Wednesday, April 26, 2017

Bermuda Triangle Still a Mystery?

For quite a few years now, a possible scientific explanation has been put forth for the large number of ships that have allegedly disappeared in the Bermuda Triangle - a rough triangle with points at the tip of Florida, the island of Bermuda, and the island of Puerto Rico. The ocean floor in this region is known to occasionally release methane bubbles, which some scientists believe can temporarily lower the density of the ocean water and sink a ship. However, physicist Helen Czerski has studied this phenomenon and concluded that its ability to sink a ship has been profoundly exaggerated.
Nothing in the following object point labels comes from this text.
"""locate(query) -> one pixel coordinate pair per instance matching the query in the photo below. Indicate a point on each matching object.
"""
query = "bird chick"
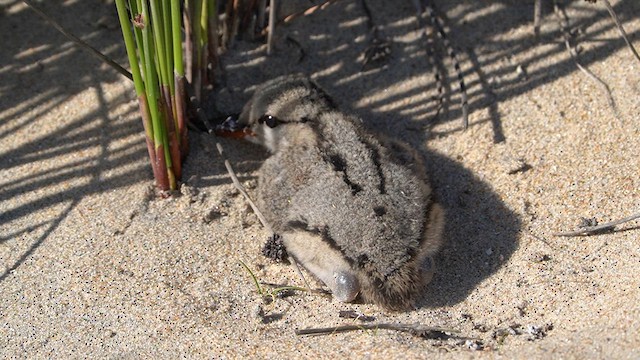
(353, 208)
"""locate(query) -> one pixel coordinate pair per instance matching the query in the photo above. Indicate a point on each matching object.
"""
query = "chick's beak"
(231, 128)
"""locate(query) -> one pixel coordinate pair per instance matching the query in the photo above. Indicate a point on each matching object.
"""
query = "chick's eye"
(271, 121)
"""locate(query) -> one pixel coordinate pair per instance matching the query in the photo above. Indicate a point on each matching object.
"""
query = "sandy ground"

In fact, she contends that it poses little if any danger.

For decades, reports have claimed ships and aircrafts have vanished while traveling through the mysterious region of the Atlantic Ocean known as 'The Bermuda Triangle.' Some sailors call it the 'Devil's Triangle', claiming the area is plagued by supernatural powers or possibly extraterrestrial visitors.

However, there is a scientific explanation. "This idea that if you had a whoosh of methane bubbles from the sea floor, it could sink a ship," Helen Czerski, physicist and oceanographer from University College London, said. So the tiny bubbles really don't threaten the ship?

"The first thing is that this whoosh of gas is going to break up into small bubbles, really, really quickly. It doesn't rise as one massive, great big bubble." Czerski said. "It pushes up on the ship, much more strongly than the ship is falling into the bubbles. The bubbles actually make the ship go up, not down."

In fact, the Bermuda Triangle isn't really much of a mystery. As I keep harping on here on Augoeides, even very intelligent people routinely estimate or calculate probabilities wrong. The Bermuda Triangle is (A) one of the areas most strongly affected by Atlantic hurricanes and (B) crossed by one of the busiest shipping lanes in the world. The storms somewhat increase the risk to ships, but more importantly the sheer number of ships passing through the area mean that there seem to be an unusual number of disappearances. Several studies now have shown that the rate of lost ships in the region is not that unusual if you control for the level of traffic and compare it to other shipping routes.

So once again, this is a case where a failure to understand probability means a failure to understand life, and not just with probability manipulation technologies like magick. If you want to live your life to the fullest, it helps a great deal to accurately assess risk, and a little knowledge in that area can go a long way.